A and B do not agree with C about simultaneity, and since they also do not agree that their accelerations are constant, they do not consider their own accelerations to be equal at a given moment of time. Therefore the string changes its length, and this is consistent with Bell’s original, simple answer, which did not require comparing different frames of reference. To establish that the string comes under tension, rather than going slack, we can apply the equivalence principle. By the equivalence principle, any experiments done by A and B give the same results as if they were immersed in a gravitational field. The leading ship B sees A as experiencing a gravitational time dilation. According to B, the slowpoke A isn’t accelerating as rapidly as it should, causing the string to break.

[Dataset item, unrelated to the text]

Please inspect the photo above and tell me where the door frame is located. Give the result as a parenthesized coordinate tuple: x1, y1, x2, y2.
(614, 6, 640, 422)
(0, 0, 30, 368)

These ideas are closely related to the fact that general relativity does not admit any spacetime that can be interpreted as a uniform gravitational field (see problem 7).

## Logic

The trichotomous classification of causal relationships has interesting logical implications. In classical Aristotelian logic, every proposition is either true or false, but not both, and given propositions p and q, we can form propositions such as p ∧ q (both p and q) or p \(\vee\) q (either p or q). Propositions about physical phenomena can only be verified by observation. Let p be the statement that a certain observation carried out at event P gives a certain result, and similarly for q at Q. If PQ is spacelike, then the truth or falsehood of p ∧ q cannot be checked by physically traveling to P and Q, because no observer would be able to attend both events. The truth-value of p ∧ q is unknown to any observer in the universe until a certain time, at which the relevant information has been able to propagate back and forth. What if P and Q lie inside two different black holes? Then the truth-value of p ∧ q can never be determined by any observer. Another example is the case in which P and Q are separated by such a great distance that, due to the accelerating expansion of the universe, their future light cones do not overlap.

We conclude that Aristotelian logic cannot be appropriately applied to relativistic observation in this way. Some workers attempting to construct a quantum-mechanical theory of gravity have suggested an even more radically observer-dependent logic, in which different observers may contradict one another on the truth-value of a single proposition p_{1}, unless they agree in advance on the list p_{2}, p_{3}, . . . of all the other propositions that they intend to test as well. We’ll return to these questions later.